So, what is the best order of topics to teach a physics 1 class (mechanics) in? If you look in most books out there there is a clear order that almost all of them go in, and have gone in forever.
That order is: Motion/Kinematics, Forces, Energy, Momentum, and Rotational Dynamics.
There is nothing wrong with the order of teaching the material. I did it for the first 13 years of my teaching. Then I went to a talk by another physics teacher and they suggested changing up the order, and putting forces before motion. The argument was that you teach about the push/pull concepts, and then lead into how that causes motion. Rather than teaching about the motion of an object and then talking about how that motion is created.
I thought, “Why not?” It sounded like a good idea so I tried it, and it was rough at first. I was so used to students understanding motion when talking about forces that I had to talk differently in class about what objects were doing. I couldn’t use words like velocity and acceleration right away because it hadn’t been discussed yet. So, it took me a semester, but I figured it out and I have been doing that for 9 years now. There is a lot I like about it. I get to spend more time on free body diagrams and net force equations because we are building the concept of forces, and leading them to what those forces do to objects. I think that has helped the students learn better what a force is rather than how a force is used.
It is far from perfect though.
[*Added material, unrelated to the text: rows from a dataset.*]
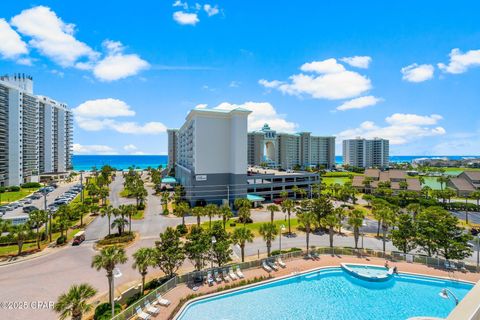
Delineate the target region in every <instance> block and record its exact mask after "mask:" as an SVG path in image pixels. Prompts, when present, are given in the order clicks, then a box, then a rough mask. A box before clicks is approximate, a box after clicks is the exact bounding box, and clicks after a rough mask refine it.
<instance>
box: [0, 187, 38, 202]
mask: <svg viewBox="0 0 480 320" xmlns="http://www.w3.org/2000/svg"><path fill="white" fill-rule="evenodd" d="M37 190H38V188H26V189H24V188H22V189H20V191H13V192H5V193H1V194H0V197H1V204H6V203H10V202H15V201H18V200H20V199H23V198H25V197H26V196H28V195H30V194H31V193H34V192H35V191H37Z"/></svg>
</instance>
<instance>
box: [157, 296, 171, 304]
mask: <svg viewBox="0 0 480 320" xmlns="http://www.w3.org/2000/svg"><path fill="white" fill-rule="evenodd" d="M156 297H157V302H158V304H159V305H161V306H164V307H167V306H169V305H170V304H171V302H170V300H167V299H165V298H162V296H161V295H160V294H158V293H157V295H156Z"/></svg>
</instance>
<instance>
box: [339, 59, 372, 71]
mask: <svg viewBox="0 0 480 320" xmlns="http://www.w3.org/2000/svg"><path fill="white" fill-rule="evenodd" d="M340 61H343V62H345V63H347V64H349V65H351V66H352V67H355V68H361V69H368V66H369V65H370V62H372V58H371V57H369V56H354V57H345V58H341V59H340Z"/></svg>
Since many students tend to enter my classes having had a physics class before in high school they already come with the motion stuff in their minds, and so they want to jump into things that haven’t been covered in class before we cover them, and often they say things incorrectly (misconceptions from earlier learning). But I work with it. Another issue I have run into is with regard to my online classes. Since those classes have online labs I have had a hard time finding labs that are designed to do a lesson on forces that doesn’t rely on the student already knowing about motion. I have had to give students equations without teaching where they come from so they can complete a lab with the statement “We will learn this equation in a couple weeks, but just use it.” As a result as I help develop an online course with a co-worker we are going to go back to the traditional order so we won’t have that issue.
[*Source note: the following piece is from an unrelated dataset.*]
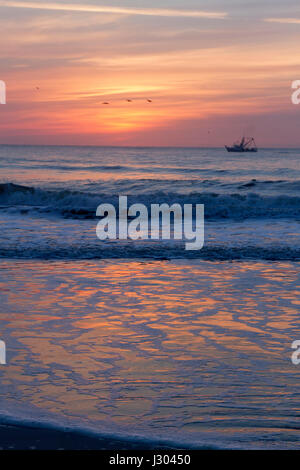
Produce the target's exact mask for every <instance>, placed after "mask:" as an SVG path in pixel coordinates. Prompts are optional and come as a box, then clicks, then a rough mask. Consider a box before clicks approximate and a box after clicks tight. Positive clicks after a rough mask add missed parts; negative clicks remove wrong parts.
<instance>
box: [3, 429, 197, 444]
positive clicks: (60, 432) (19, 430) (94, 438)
mask: <svg viewBox="0 0 300 470" xmlns="http://www.w3.org/2000/svg"><path fill="white" fill-rule="evenodd" d="M160 449H165V450H167V449H171V450H172V449H176V450H179V449H189V447H188V446H184V445H183V446H173V445H171V444H169V445H167V444H166V443H159V442H153V443H151V442H150V441H148V442H146V441H142V440H141V439H134V438H133V439H129V438H124V439H122V438H116V437H107V436H103V437H101V436H89V435H87V434H85V433H82V432H80V431H71V430H66V431H65V430H60V429H51V428H42V427H35V426H19V425H15V424H0V450H160Z"/></svg>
Another thing I have done for most of my teaching career is move all of circular motion to the end. My textbooks intersperse circular motion throughout the semester when it meets up with a topic like: 2D motion, forces, energy, momentum. The books will tend to throw in a page or two of “Here is circle motion with respect to this big topic” and then move back to linear motion with respect to the next topic until the end of the chapter and then “Hey here’s circular motion again.” I always found that students would forget the circular stuff they learned from before and therefore you spend time researching that other stuff so you could cover the new stuff. So, I moved it all to end. My last few weeks of class is basically, “Hey everyone we are going to start the entire semester over topic wise but this time it is all with regard to circular motion.” Then we do motion, forces, energy, and momentum with regard to circular motion. It has worked out really well in my opinion.
There are other orders of doing the class as well. I knew of a teacher many years ago that started with energy, and then moving into motion and forces. I tried to figure this out one summer many years ago, but I couldn’t figure out a good way of doing it without a lot of the same issues I mentioned above about giving students equations so they could solve something without knowing where it came from.
So, as I move along in my teaching I find myself liking the order I do things in right now. It isn’t perfect, but is there really a perfect way of doing anything? If any of you are physics teachers and are teaching mechanics what do you think?
Hey Bro,
I have to admit that I (and most of my colleagues here) do the traditional order. But, there was a movement that you can still find in Germany, that put momentum at the beginning and made it the basis on which all of mechanics is built. Forces are then interpreted as currents of momentum (a Force “moves” momentum from one body into another). It caught on in some circles, but I think it’s complete crap.
Another interesting thing in Germany, is that static forces are often taught long before accelerating forces. So, you’ll do the force that stretches a spring long before doing Newton’s Laws. I also think that’s crap and always do accelerating forces before static forces. I think a force should make something happen before multiple forces balance each other out.
That’s my two cents.
Have a good day,
Your bro!
Those other methods seem way out there.
A force is a force right? And forces cause things to accelerate. So trying to separate that seems odd to me. And the current of momentum also is unnerving to me.